Over the period that I’d been researching her, I’d grown quite fond of Eleanor.  I first became interested in her partly because she seemed to know so many people, and straddle so many litereary eras; in her youth she was a friend of Edward Thomas, D.H. Lawrence and a clutch of artists and musicians. Later she became a prominent writer  and champion of childrens’ books- and she supported herself and the man she lived with for many years purely through her writing – as someone who’s never managed to make anything like a living by  writing I’m always impressed by people who can do this.

She was an intensely romantic soul, and always needed to be in love with someone; most famously with Edward Thomas. He was married to Helen,  and  though he was very fond of Eleanor  and seemed to crave her company, was not in love with her.  After his death, she lived for many years with George Earle, a married teacher, though that did not stop her having a passionate though platonic affair with an American musician when she was in her fifties. At the end of her life, her companion was the homosexual actor Dennis Blakelock.
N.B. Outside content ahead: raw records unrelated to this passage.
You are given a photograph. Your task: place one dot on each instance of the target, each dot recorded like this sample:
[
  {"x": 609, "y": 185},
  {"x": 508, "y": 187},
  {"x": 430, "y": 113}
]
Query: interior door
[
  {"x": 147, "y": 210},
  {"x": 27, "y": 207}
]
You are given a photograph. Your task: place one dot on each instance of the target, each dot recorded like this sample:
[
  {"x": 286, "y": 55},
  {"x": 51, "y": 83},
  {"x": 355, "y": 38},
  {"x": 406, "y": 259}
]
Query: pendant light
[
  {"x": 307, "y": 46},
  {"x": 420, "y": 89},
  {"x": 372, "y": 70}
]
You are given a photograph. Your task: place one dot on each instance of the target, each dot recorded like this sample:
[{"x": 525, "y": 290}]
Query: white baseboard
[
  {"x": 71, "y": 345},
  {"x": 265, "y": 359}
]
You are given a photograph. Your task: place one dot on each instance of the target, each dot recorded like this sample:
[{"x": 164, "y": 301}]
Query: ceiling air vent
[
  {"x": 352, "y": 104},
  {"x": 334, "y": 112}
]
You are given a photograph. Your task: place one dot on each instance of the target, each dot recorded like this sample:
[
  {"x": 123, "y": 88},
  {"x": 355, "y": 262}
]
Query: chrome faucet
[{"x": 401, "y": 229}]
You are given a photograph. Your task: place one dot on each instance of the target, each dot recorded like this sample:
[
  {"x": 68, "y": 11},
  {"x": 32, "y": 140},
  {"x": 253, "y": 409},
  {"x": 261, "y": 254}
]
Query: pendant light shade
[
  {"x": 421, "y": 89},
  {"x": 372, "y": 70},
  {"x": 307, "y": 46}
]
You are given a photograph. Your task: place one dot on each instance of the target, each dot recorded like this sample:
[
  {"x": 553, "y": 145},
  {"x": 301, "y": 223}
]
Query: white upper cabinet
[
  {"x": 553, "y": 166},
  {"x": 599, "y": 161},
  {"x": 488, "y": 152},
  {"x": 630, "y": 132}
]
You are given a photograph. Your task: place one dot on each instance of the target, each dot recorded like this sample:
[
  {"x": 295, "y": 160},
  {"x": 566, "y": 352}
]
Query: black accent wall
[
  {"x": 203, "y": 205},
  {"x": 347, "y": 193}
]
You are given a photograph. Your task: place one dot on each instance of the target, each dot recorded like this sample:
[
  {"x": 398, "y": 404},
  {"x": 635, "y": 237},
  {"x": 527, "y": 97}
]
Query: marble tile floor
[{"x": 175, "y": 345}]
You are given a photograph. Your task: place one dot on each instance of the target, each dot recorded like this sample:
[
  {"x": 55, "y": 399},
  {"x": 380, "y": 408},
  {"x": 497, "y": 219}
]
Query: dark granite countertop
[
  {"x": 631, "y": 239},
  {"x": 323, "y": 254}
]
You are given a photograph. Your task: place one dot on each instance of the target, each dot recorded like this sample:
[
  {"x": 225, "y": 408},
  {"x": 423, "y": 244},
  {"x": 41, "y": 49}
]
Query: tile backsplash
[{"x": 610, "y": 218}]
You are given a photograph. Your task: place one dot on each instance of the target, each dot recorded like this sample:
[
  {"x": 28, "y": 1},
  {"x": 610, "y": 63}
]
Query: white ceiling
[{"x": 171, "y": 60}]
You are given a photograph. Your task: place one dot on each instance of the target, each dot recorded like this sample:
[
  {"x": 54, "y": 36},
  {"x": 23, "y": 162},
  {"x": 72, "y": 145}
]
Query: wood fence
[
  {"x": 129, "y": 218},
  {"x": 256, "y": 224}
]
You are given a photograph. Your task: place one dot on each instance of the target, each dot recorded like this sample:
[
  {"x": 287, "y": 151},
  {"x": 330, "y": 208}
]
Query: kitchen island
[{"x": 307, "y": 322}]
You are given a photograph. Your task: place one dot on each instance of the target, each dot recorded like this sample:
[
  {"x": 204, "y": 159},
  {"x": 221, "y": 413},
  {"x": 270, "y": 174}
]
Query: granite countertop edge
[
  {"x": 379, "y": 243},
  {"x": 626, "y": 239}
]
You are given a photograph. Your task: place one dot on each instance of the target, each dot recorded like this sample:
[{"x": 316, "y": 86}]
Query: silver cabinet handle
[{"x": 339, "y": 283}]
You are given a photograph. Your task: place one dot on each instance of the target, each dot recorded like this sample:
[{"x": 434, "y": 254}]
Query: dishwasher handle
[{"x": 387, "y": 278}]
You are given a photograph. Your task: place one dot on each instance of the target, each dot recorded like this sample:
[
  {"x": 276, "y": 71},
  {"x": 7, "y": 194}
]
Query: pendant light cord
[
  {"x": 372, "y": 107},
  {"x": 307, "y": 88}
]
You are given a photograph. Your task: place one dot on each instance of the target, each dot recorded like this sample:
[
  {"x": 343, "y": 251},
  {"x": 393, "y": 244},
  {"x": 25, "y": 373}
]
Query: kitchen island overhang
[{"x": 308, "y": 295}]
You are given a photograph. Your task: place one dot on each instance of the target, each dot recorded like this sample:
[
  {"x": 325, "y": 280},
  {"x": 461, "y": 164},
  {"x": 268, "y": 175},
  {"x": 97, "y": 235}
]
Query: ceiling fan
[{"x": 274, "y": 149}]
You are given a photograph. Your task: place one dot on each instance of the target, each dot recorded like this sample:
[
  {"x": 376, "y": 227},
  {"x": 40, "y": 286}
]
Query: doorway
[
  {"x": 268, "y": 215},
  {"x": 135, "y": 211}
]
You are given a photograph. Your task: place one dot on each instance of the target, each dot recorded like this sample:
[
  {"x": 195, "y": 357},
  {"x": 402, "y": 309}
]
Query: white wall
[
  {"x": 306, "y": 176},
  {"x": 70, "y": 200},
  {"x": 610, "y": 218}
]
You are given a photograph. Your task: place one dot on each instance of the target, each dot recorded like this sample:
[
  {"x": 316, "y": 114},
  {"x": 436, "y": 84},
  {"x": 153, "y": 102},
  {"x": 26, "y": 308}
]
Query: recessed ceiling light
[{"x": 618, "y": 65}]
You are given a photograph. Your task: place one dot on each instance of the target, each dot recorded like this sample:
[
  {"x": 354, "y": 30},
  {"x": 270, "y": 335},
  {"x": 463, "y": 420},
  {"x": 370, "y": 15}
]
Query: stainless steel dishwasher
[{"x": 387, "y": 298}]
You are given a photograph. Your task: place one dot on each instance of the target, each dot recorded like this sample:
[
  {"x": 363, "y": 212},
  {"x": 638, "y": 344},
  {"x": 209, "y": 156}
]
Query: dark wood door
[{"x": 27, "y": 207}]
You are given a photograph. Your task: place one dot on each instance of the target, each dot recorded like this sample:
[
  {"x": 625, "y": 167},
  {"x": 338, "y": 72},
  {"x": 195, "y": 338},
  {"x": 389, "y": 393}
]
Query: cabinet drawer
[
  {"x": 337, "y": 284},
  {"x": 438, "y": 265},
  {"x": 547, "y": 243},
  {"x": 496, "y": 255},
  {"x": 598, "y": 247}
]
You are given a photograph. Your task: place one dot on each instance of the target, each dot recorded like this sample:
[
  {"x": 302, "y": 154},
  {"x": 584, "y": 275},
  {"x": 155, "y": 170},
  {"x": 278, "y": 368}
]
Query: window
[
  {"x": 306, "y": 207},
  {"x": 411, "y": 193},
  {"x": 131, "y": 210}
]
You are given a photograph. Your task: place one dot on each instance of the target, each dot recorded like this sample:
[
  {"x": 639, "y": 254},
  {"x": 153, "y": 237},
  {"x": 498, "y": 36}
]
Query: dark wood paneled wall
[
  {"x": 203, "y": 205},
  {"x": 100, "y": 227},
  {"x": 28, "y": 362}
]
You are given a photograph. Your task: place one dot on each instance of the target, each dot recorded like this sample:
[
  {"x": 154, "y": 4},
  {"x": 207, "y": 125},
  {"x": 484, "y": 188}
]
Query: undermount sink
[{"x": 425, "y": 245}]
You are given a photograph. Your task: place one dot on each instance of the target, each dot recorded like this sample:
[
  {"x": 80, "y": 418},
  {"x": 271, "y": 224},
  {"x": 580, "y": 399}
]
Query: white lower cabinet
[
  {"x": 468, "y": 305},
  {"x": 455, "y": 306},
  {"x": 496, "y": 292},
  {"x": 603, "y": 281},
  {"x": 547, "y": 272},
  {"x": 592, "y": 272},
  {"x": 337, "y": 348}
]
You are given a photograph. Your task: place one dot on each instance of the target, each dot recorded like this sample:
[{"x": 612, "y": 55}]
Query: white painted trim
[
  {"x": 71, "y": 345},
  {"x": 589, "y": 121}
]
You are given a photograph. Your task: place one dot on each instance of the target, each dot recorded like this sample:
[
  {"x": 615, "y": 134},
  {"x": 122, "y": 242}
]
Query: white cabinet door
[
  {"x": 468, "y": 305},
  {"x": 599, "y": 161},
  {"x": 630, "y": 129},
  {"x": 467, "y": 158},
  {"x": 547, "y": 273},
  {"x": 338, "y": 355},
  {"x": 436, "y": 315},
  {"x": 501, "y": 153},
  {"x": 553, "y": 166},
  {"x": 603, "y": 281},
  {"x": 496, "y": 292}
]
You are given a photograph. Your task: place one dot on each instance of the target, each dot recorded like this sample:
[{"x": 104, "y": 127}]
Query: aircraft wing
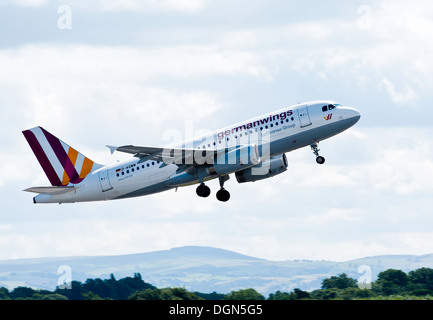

But all her life, she was writing and writing. Her father and two of her brothers were writers, and it came as easily to her as breathing. Much of what she wrote was light verse, perhaps unfashionable now, but she also wrote some lovely sonnets , one of which I’ve quoted in an earlier blog. She’s perhaps best known today for the lyrics of ‘Morning Has Broken.’

She  appeared to be a cuddly. cosy person,  uninterested in fashion or glamour, a homemaker, who adored cats. Though she was always able to drown unwanted kittens, which shows that she had  a surprising ruthless streak too. Perhaps all writers need one, though not for drowning kittens,  Everyone seemed to love her and she had an extraordinary gift  for friendship.  I’ve enjoyed her company over the time I’ve been working with her, and I shall miss her.  I hope someone else will want to write her biography now.

Meanwhile, I’ve just brough myself a present, which arrived in today’s post – a new biography of Edward Thomas by Jean Moorcroft Wilson, so I see I shall be spending more time in her company, and the fascinating, depressive man who was the love of her life.